The Data Science Lifecycle

To bring this section to a close, we will present the data science pipeline slightly differently. This is because there is not always a "one size fits all" for a given data science problem. Therefore, it is important to see a slightly different perspective on the process of solving a data science problem. In this way, you can round out your understanding of the field.

Questions and Data Scope

Instruments and Protocols

When we consider the scope of the data, we also consider the instrument being used to take the measurements and the procedure for taking measurements, which we call the protocol. For a survey, the instrument is typically a questionnaire that an individual in the sample answers. The protocol for a survey includes how the sample is chosen, how nonrespondents are followed up, interviewer training, protections for confidentiality, etc.

Good instruments and protocols are important to all kinds of data collection. If we want to measure a natural phenomenon, such as the speed of light, we need to quantify the accuracy of the instrument. The protocol for calibrating the instrument and taking measurements is vital to obtaining accurate measurements. Instruments can go out of alignment and measurements can drift over time leading to poor, highly inaccurate measurements.

Protocols are also critical in experiments. Ideally, any factor that can influence the outcome of the experiment is controlled. For example, temperature, time of day, confidentiality of a medical record, and even the order of taking measurements need to be consistent to rule out potential effects from these factors getting in the way.

With digital traces, the algorithms used to support online activity are dynamic and continually re-engineered.
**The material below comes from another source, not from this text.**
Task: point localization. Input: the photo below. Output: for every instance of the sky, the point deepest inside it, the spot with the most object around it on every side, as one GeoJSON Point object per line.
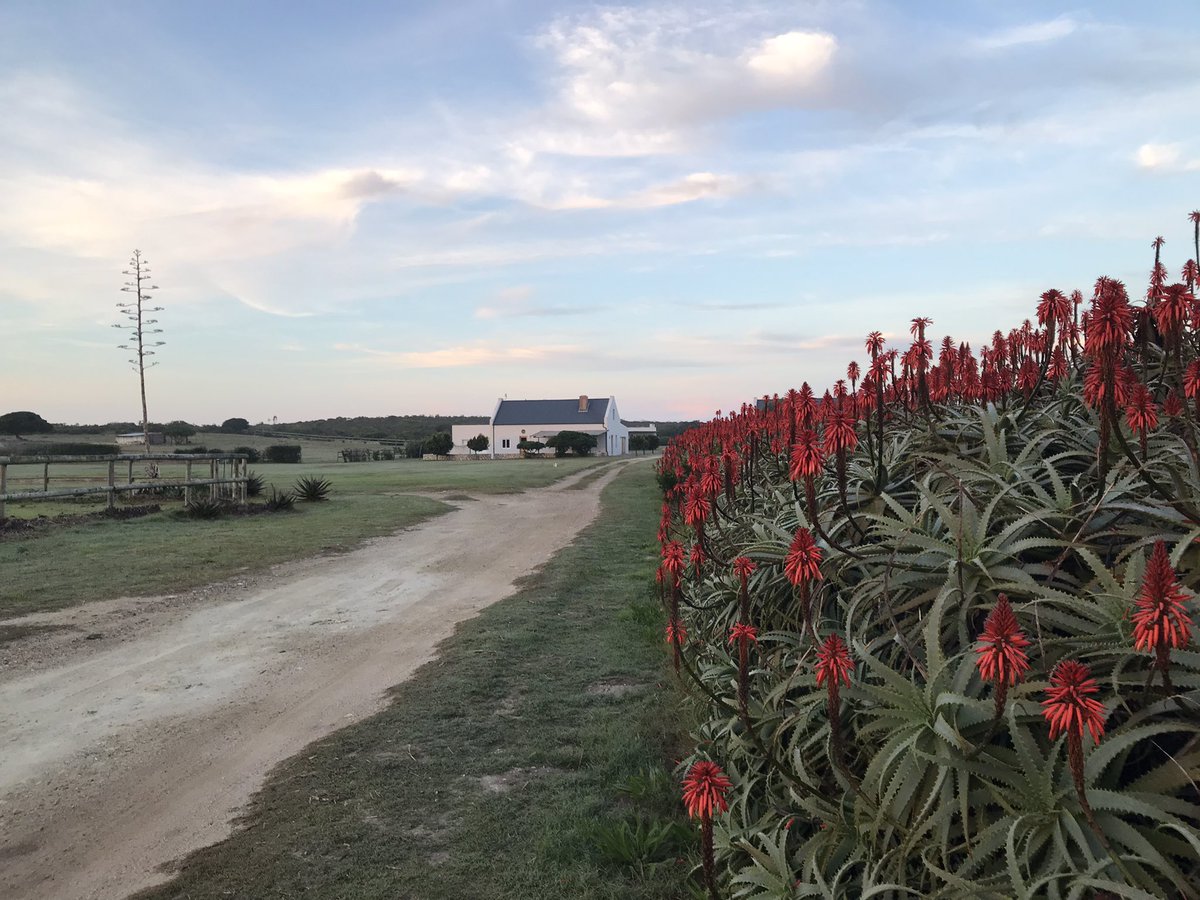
{"type": "Point", "coordinates": [385, 209]}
For example, Google's search algorithms are continually tweaked to improve user service and advertising revenue. Changes to the search algorithms can impact the data generated from the searches, which in turn impact systems built from these data, such as the Google Flu Trend tracking system. This changing environment can make it untenable to maintain data collection protocols and difficult to replicate findings.

Many data science projects involve linking data together from multiple sources. Each source should be examined through this data-scope construct and any difference across sources considered. Additionally, matching algorithms used to combine data from multiple sources need to be clearly understood so that populations and frames from the sources can be compared.

Measurements from an instrument taken to study a natural phenomenon can also be cast in the scope-diagram of a target, access frame, and sample. This approach is helpful in understanding their accuracy.